Term of the agreement
State when the partnership starts and whether it has a fixed end date or continues until dissolved.
Capital contributions
Explain what each partner is contributing (cash, equipment, services, know-how, intellectual property rights) and clarify whether their contributions are capital investments or loans. The value of each input should also be stated.
Profit and loss sharing
Outline how profits and losses will be divided. It can be equal or in proportion to ownership interests. Describe the timing and method of profit distributions.
Partnership accounts and banking
Specify where the bank account will be held, who may access and use it, and how records are kept.
Management and decision-making
Define how decisions are made. Will each partner have equal say, or are roles split by responsibility? Additionally, you should clarify whether decisions can be made by a simple majority or if a qualified majority is required for important matters.
Partner duties and obligations
You should define the obligations and duties of each partner. For instance, while one partner may be responsible for sales, another partner can handle finance and accounting matters.
In addition, make sure to include clear requirements for time commitment and effort that each partner must make.
Drawings and remuneration
Set out whether partners can take regular payments or must wait for profits to be distributed.
Liabilities and indemnities
Clarify each partner’s responsibility for debts. Under the default rules of the Partnerships Act of 1890, partners are jointly and severally liable.
Dissolution and exit strategy
Explain when and how the partnership can be dissolved, or what happens when a partner leaves or they are expelled from the partnership. Furthermore, you should cover buyouts and succession plans.
Restrictions on competition
You may want to restrict partners from setting up competing businesses during or after the partnership. You should include a restrictive covenant clause in the partnership agreement to prevent a departing partner from competing with the partnership.

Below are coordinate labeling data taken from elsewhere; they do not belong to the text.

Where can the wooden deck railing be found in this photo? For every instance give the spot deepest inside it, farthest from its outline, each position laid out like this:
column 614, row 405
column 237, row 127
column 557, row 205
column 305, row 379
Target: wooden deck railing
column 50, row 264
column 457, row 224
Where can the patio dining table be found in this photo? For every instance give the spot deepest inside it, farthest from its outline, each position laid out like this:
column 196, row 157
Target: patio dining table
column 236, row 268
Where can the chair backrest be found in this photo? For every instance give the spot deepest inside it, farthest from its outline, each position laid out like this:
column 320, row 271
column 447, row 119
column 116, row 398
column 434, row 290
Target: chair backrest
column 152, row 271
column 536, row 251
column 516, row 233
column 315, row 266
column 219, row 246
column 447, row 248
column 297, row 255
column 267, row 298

Restrictions on non-solicitation
Depending on the nature of your partnership, you may want to prevent a departing partner from soliciting your clients. Including a non-solicitation clause can help protect the partnership and reduce the risk of losing clients.
Dispute resolution
Set a method for handling disagreements, such as mediation, arbitration, or court action. Make sure to include a tie-breaker mechanism in case a vote ends in a tie.
Governing law
You should set out the applicable law (e.g. laws of England and Wales), and also the jurisdiction that will handle the disputes.
Amendments and notices
Detail how changes to the agreement must be made and how notices should be delivered.
Signatures and witnesses
All partners must sign and date the agreement, ideally with a witness present.
Including these clauses helps guarantee that your business partnership contract is clear, thorough, and legally useful.